Don Melquíades duda unos instantes si contarles lo del biscuter o ir directamente a lo del concurso de murales, que ya se lo ha hecho saber Paco Sastre antes de salir del Instituto; sin embargo, no le da tiempo a discernir, porque se le adelanta Mariano...
-Amigo Melquíades, ya me he enterado de lo que han hecho los chicos con su cacharro ése... ¿Cómo se llama... ?

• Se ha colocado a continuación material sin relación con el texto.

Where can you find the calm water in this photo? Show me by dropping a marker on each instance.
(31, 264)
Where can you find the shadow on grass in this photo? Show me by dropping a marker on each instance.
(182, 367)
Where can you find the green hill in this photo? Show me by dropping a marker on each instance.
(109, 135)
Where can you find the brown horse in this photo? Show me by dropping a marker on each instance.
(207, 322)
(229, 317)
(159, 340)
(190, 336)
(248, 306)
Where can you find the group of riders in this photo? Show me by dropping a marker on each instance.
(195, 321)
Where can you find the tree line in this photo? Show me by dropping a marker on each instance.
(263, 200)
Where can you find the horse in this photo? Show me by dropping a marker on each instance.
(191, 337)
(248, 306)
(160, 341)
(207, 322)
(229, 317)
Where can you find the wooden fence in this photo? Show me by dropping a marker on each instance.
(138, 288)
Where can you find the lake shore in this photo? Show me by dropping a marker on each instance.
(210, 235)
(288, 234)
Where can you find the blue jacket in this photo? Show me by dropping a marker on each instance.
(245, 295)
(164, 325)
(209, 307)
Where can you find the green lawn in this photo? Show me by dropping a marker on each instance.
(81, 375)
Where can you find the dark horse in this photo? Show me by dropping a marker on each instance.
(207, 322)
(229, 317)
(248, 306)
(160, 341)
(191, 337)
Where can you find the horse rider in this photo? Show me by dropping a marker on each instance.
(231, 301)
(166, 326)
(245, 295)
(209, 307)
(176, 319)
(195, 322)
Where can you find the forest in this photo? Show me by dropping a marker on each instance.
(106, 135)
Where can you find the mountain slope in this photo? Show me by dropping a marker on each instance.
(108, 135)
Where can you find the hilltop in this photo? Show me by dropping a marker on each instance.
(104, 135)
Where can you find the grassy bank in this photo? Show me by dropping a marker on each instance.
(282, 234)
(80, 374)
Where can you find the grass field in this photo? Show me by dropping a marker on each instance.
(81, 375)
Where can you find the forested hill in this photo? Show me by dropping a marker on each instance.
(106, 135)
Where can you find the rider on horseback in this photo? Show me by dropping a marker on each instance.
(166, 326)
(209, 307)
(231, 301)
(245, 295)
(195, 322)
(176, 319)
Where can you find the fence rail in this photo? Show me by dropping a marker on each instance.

 -Biscuter, señor Gobernador. –le contesta, Mariano-
-¡Éso... como se llame! –y agrega- No se preocupe, que todo tiene solución. Ya le he dicho a Paco Sastre que suspenda la clase de gimnasia y se reúna hoy en el Salón de Actos con los alumnos  para preparar el concurso de murales; ahora bien -agrega Mariano-, le he advertido, dado que no van a tener Educación Física, que tengan al menos  un poco de la otra educación  y escoja a los muchachos más fuertes y corpulentos para que le bajen a usted su chisme del terrado a la calle... Y por las escaleras.       
Don Melquíades ha dado de manera efusiva las gracias al Gobernador y, después de invitarle a un ponche –también al resbaloso-, se ha metido entre pecho y espalda su cuarterón y una cerveza; luego, han hablado los tres de los preparativos de la visita de Bracamonte y de lo bien que va a resultar la aportación de los alumnos del Instituto, con sus murales, al evento.
Ya en la calle, don Melquíades no ha podido evitar mirar al cielo y guiñarle un ojo a su señor padre, don Máximo López Entresoto; y ha seguido caminando totalmente seguro de que le ha llegado el guiño y, lo que es más importante, de que se lo ha devuelto.